The Magic of Low Maintenance Mates

There’s something to be said about low key, effortless friendships

Growing up, I always imagined an adult life filled with Doing Things with friends. I was fooled by the romcoms into thinking I would spend my 20s and 30s hosting dinner parties every week, going to sleepovers, and talking on the phone for hours. I socialise, of course, but now that I’m an adult, maintaining an intense level of friendships sounds both exhausting and unrealistic to me.

As women, we’re aware of the importance of female friendships, they’re beautiful and special and frankly, I feel bad that many men rarely experience a closeness like it. But with that, there can also be an ‘all or nothing’ mindset. Just look at Sex and the City, these 4 women seem to pour everything they have into their friendship with one another, and if that was real life, in between all the cocktail hours and Central Park walks, when is there time to do anything else like have a job, a romantic relationship, shower?!

When I was a teenager I would stay up all night texting a friend, spending every weekend with them, seeing them more than my own family during term time. I assumed things would continue that way as I got older but it hasn’t, because life happens. One day you’re 16, with nothing but free time to go sit in a field, the next minute you’re 28 and organising a catch-up 4 months from now when there’s a chance your schedules might align.

Fulfilling friendships don’t need to be so full-on, you know. Enter, the low-maintenance bestie. “A low-maintenance friend is a connection where both parties do not require constant attention or communication to keep the friendship bond between them intact,” explains relationship and dating expert Chengi Tobun.

I consider myself to be extremely lucky to have two best friends with who I’ve maintained low-maintenance friendships for over 15 years. Our physical contact comes in ebbs and flows, there have been times when one of my best friends has lived abroad for some years, and other times when I’ve been so busy with life that I won’t reply to a text they’ve sent for days, but in that time our friendship has never wavered.

I know I can pick up the phone and find help at the other end whenever I need it from both of them. We respect and care for one another enough to know that we don’t need to speak every day and see each other every second day to consider one another best friends. Our kindness, loyalty, and trust are the pillars of our friendship instead.

“Low-maintenance friendships are often based on authentic connections that don’t need performance to maintain. They often operate comfortably at a distance or space,” continues Chengi. “When low-maintenance friends do get in touch and catch up, it usually feels as though no time has gone by. They’re capable of picking up where they left off seamlessly without judgement, shame or guilt for the time that has passed.” 

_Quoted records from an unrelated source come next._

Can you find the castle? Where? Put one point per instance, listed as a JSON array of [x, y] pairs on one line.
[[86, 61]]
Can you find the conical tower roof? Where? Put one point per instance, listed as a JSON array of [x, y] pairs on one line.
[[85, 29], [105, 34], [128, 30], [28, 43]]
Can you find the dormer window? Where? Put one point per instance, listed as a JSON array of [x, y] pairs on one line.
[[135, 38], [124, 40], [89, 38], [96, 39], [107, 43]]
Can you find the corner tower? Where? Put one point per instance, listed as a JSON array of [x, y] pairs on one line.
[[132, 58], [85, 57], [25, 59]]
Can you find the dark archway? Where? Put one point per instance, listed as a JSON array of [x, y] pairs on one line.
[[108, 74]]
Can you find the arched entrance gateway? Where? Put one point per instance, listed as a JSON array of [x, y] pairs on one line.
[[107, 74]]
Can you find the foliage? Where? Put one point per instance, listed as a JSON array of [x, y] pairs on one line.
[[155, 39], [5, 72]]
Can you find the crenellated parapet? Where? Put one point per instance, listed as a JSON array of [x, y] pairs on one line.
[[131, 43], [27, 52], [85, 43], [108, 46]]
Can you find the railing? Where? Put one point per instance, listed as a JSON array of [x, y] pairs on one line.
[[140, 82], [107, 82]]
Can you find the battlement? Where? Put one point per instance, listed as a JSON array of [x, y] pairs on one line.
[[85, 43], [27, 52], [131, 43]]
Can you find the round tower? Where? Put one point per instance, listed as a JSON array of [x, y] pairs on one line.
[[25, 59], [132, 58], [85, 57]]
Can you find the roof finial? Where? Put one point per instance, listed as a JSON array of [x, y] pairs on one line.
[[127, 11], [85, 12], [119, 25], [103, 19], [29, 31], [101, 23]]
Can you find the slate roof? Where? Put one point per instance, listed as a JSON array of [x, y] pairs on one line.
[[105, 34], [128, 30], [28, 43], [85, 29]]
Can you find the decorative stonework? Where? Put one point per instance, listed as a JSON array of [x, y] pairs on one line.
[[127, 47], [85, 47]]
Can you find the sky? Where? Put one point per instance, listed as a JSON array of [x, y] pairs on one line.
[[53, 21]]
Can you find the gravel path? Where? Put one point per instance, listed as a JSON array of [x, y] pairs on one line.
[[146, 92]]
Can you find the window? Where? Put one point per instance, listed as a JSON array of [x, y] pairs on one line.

Turns out, I’m not the only one with easy friendships either, tonnes of people cherish this type of relationship. Take Shakun for example, and her best friend Priyanka. The pair have been friends for 24 years, with a baby, living in different countries, and other life events squeezed into those years. “We’ve lived various stages of life from tweens to early 30s, essentially with the same core values and thought processes. The trust between us is deeply rooted. I like to think of our relationship as a low-frequency, high-impact friendship. We don’t meet, speak, or even message that often. But if one of us wants to talk, whether it’s good news or bad, if we’re feeling great or frustrated, or we just fancy a rant, there’s always a voice at the other end.” 

As great as they sound, however, low-maintenance friendships don’t exactly come easy. A solid foundation and a lot of security is paramount to a low-key friendship. “Solid friendships are a result of quality encounters that give both parties a safe space to show up authentically and vulnerably,” says Chengi. “The best friendships are founded in freedom and willingness from both parties to be the best they can be to each other and show up in the moments of life that matter even after a long separation.”

For Shakun and Priyanka, Shakun says that the effort they put into their relationship in its early stages has made it able to withstand anything, “Our friendship is the outcome of a deeply cared for and nurtured relationship in its early life. With the effort that we put in at the beginning of our relationship, now we’re reaping the benefits of it all these years later.” 

Often, your attachment style can play a huge part in how you need your relationships to function. As Chengi explains: “Low-maintenance friendships are a healthy friendship model in their own right but not suitable for everyone. If one has an anxious or fearful attachment style for instance, these types of relationships will suffer greatly by internalising distance and space as a form of rejection or neglect.”

Often, this type of friendships work best when both parties have a secure or dismissive avoidant-attachment style. But just because a friendship is minimal work, it doesn’t mean that no effort should be invested at all. “Often low-maintenance friendships need so little oxygen to survive, but those in them must be careful not to suffocate them.

A quick check-in now and again, sharing a post on social media to have a laugh on some shared humour, or planning a time to meet will breathe the kind of life into these friendships that can bring them from survival to thriving,” recommends Chengi.

As a chronic over-thinker, my friendships are a place of respite for my mind. There are no expectations on me, sending memes counts as a form of communication, and when we do see each other IRL we have plenty to catch up on over a margarita (or three)!